ロシア軍のミサイル攻撃を受けたウクライナのザポリージャで、怪我をした女性を運ぶ救助隊員(4月5日、写真:ロイター/アフロ)

(文中敬称略)

 ロシア・ウクライナ紛争の戦局に関する報道が減っているのは、中東紛争の煽りで脇に追いやられたからだけではあるまい。

 戦線でのウクライナ側の劣勢と後退が目立ち始め、西側メディアにとって意気上がるような話題が乏しくなっていることも一因だろう。

 ウクライナ大統領、V.ゼレンスキーは依然として領土の完全奪還を断固主張している。だが、ここ1~2か月の主要な諸報道を拾い上げると、いずれもがその目標の現実味に暗い影を落としているかのようだ。

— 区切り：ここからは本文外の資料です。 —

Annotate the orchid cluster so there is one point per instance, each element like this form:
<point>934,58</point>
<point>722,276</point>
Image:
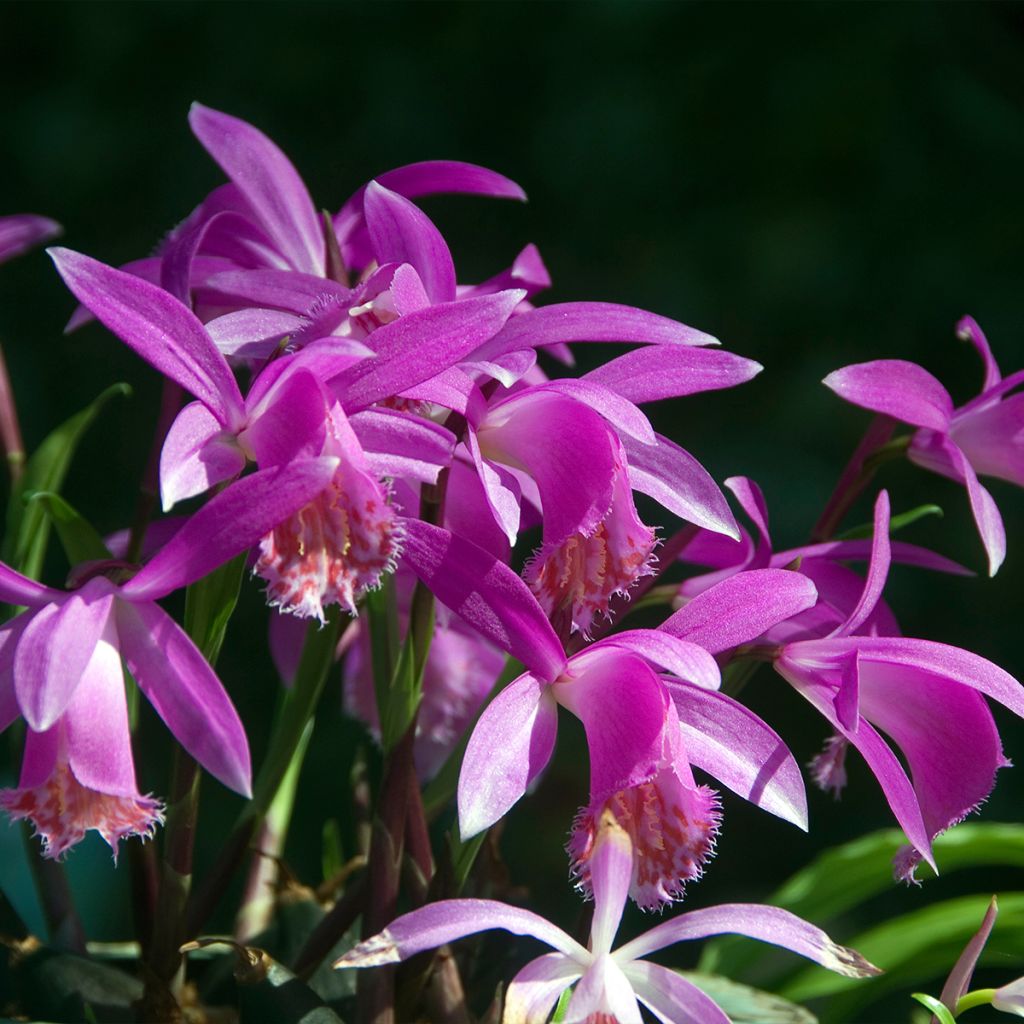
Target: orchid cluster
<point>417,478</point>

●昨年10月から現在に至るまで、ロシア軍は505平方キロのウクライナ領を奪取し、鳴り物入りで始まった昨年のウクライナ軍による反転攻勢の成果は、緩慢ながら帳消しにされつつある。

●米国からの援助に事欠くようになったことから、ウクライナ軍が撃てる砲弾の数はロシア軍のわずか6分の1にまで減り、この状況はさらに悪化すると軍総司令官自らが認める。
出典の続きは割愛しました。